This is amazing, thank you Yiming.

I can review this PR over the next week because I attempted the same block and am familiar with the gen repo. Others can and should take a look too. Some questions based on your initial comment:

Craig’s original circuit is designed under the fixed-bulk convention with an X-top boundary. I have worked out correct versions for all conventions and boundary orientations (three variants in total, since two conventions share the same circuit with a Z-top boundary).

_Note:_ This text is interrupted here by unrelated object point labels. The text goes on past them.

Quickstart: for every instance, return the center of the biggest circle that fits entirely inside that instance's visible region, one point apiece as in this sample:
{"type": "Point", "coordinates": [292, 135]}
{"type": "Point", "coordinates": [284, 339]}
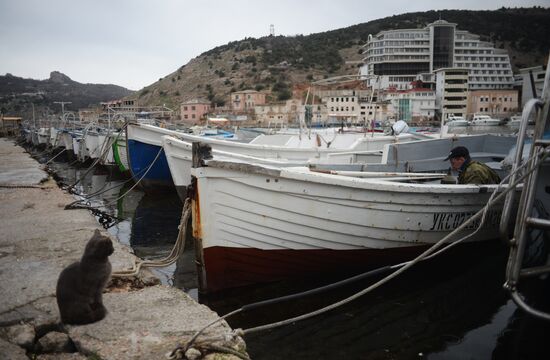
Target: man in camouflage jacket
{"type": "Point", "coordinates": [471, 171]}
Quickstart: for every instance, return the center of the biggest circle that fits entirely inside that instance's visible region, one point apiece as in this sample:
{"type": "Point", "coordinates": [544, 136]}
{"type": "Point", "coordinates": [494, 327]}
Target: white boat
{"type": "Point", "coordinates": [484, 120]}
{"type": "Point", "coordinates": [456, 121]}
{"type": "Point", "coordinates": [43, 136]}
{"type": "Point", "coordinates": [255, 223]}
{"type": "Point", "coordinates": [289, 148]}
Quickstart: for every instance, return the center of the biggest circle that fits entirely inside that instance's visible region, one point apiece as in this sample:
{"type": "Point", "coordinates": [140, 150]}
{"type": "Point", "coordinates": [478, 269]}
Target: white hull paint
{"type": "Point", "coordinates": [253, 212]}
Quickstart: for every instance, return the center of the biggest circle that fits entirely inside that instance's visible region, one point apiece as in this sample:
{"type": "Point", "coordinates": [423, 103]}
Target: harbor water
{"type": "Point", "coordinates": [451, 307]}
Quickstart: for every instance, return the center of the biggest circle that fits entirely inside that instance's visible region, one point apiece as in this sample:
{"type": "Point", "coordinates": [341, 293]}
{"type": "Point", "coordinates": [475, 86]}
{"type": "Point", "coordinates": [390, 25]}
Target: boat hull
{"type": "Point", "coordinates": [235, 267]}
{"type": "Point", "coordinates": [145, 165]}
{"type": "Point", "coordinates": [269, 226]}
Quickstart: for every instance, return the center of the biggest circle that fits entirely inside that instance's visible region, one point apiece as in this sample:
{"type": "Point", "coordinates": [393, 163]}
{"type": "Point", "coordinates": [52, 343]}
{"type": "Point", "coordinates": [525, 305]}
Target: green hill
{"type": "Point", "coordinates": [278, 63]}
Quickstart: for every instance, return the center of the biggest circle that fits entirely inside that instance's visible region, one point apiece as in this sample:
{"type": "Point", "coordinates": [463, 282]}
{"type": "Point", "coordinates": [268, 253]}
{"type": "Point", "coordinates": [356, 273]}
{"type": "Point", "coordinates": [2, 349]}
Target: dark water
{"type": "Point", "coordinates": [452, 307]}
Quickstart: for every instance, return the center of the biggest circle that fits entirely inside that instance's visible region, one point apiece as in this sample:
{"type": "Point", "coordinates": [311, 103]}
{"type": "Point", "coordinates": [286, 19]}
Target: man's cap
{"type": "Point", "coordinates": [459, 151]}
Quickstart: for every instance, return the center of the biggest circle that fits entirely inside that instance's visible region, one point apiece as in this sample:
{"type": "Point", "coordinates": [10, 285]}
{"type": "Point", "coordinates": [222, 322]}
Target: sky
{"type": "Point", "coordinates": [133, 43]}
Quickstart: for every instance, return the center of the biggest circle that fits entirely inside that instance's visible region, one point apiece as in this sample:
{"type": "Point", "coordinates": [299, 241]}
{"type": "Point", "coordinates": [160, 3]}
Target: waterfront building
{"type": "Point", "coordinates": [397, 56]}
{"type": "Point", "coordinates": [246, 100]}
{"type": "Point", "coordinates": [290, 112]}
{"type": "Point", "coordinates": [194, 110]}
{"type": "Point", "coordinates": [451, 92]}
{"type": "Point", "coordinates": [531, 81]}
{"type": "Point", "coordinates": [343, 107]}
{"type": "Point", "coordinates": [497, 103]}
{"type": "Point", "coordinates": [415, 105]}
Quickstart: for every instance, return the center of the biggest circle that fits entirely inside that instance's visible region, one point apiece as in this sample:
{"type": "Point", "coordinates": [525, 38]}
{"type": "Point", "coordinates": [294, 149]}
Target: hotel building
{"type": "Point", "coordinates": [398, 56]}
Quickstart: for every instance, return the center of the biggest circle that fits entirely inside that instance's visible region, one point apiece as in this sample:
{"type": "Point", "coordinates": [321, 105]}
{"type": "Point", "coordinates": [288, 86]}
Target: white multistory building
{"type": "Point", "coordinates": [398, 56]}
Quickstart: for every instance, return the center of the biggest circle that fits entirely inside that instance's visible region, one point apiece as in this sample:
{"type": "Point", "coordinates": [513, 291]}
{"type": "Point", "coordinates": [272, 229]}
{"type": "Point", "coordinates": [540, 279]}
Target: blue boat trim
{"type": "Point", "coordinates": [141, 156]}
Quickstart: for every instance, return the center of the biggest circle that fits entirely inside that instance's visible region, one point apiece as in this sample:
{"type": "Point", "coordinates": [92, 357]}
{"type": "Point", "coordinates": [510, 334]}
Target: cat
{"type": "Point", "coordinates": [80, 285]}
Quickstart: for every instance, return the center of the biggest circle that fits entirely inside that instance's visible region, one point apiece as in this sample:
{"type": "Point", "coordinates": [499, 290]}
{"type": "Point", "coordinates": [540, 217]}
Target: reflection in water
{"type": "Point", "coordinates": [449, 308]}
{"type": "Point", "coordinates": [423, 311]}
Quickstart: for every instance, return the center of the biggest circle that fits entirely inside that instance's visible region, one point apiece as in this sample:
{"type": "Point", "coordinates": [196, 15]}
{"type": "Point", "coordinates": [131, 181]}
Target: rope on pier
{"type": "Point", "coordinates": [177, 250]}
{"type": "Point", "coordinates": [16, 186]}
{"type": "Point", "coordinates": [433, 251]}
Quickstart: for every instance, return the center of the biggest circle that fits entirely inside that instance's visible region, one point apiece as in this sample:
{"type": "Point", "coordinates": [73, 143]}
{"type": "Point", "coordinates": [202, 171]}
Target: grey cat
{"type": "Point", "coordinates": [80, 285]}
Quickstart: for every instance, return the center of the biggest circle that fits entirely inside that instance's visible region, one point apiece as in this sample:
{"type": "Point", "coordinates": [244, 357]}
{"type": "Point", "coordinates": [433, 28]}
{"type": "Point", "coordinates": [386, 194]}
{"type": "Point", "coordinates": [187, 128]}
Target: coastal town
{"type": "Point", "coordinates": [337, 215]}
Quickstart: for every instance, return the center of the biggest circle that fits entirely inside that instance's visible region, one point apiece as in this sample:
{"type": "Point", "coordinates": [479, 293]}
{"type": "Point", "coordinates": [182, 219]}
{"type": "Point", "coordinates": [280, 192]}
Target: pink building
{"type": "Point", "coordinates": [195, 110]}
{"type": "Point", "coordinates": [493, 102]}
{"type": "Point", "coordinates": [246, 100]}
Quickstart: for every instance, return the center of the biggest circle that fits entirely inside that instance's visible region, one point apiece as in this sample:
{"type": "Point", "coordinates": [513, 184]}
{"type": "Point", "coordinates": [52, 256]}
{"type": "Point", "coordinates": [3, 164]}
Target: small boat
{"type": "Point", "coordinates": [455, 121]}
{"type": "Point", "coordinates": [257, 223]}
{"type": "Point", "coordinates": [484, 120]}
{"type": "Point", "coordinates": [120, 154]}
{"type": "Point", "coordinates": [294, 149]}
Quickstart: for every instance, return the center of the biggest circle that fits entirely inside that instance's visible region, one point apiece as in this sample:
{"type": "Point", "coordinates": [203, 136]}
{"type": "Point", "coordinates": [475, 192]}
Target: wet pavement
{"type": "Point", "coordinates": [38, 239]}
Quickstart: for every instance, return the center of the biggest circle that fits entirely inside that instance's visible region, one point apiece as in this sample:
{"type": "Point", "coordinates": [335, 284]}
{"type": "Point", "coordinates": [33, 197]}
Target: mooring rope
{"type": "Point", "coordinates": [141, 178]}
{"type": "Point", "coordinates": [399, 268]}
{"type": "Point", "coordinates": [176, 252]}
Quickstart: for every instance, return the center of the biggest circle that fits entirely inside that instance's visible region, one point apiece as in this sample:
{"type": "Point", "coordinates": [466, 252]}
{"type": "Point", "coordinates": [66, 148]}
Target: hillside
{"type": "Point", "coordinates": [279, 63]}
{"type": "Point", "coordinates": [18, 94]}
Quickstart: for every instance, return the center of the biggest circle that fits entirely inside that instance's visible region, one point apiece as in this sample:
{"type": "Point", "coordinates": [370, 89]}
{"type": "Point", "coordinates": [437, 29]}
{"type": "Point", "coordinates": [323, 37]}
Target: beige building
{"type": "Point", "coordinates": [246, 100]}
{"type": "Point", "coordinates": [451, 96]}
{"type": "Point", "coordinates": [194, 111]}
{"type": "Point", "coordinates": [499, 103]}
{"type": "Point", "coordinates": [291, 112]}
{"type": "Point", "coordinates": [343, 108]}
{"type": "Point", "coordinates": [537, 74]}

What does it mean for a circuit to have an X- or Z-top boundary? From your Crumble links, it looks like this refers to the orientation of the logical boundaries in the 2D spatial plane before introducing the domain wall. However, I do not see how this explains why the transition round for a Z-top boundary is identical across both conventions, while for an X-top boundary it depends on the convention.

The current implementation of Y-basis blocks is spacetime-oriented. In this design, a YHalfCube can only connect temporally to other cubes and is spatially distinct from surrounding cubes. This makes it natural to construct the circuits for the main computation and the “temporally injected” Y-basis blocks separately, then align and merge them at the circuit level. With this in mind, I introduced a new block type called InjectedBlock, which includes a factory callable that generates both the Y-basis block circuit and its detector-flow interface. The injected blocks are attached to the LayerTree. After building the main circuit from the LayerTree, I iterate through the injected blocks, aligning and merging their circuits layer by layer. The missing detectors are then computed from the flow interface and added.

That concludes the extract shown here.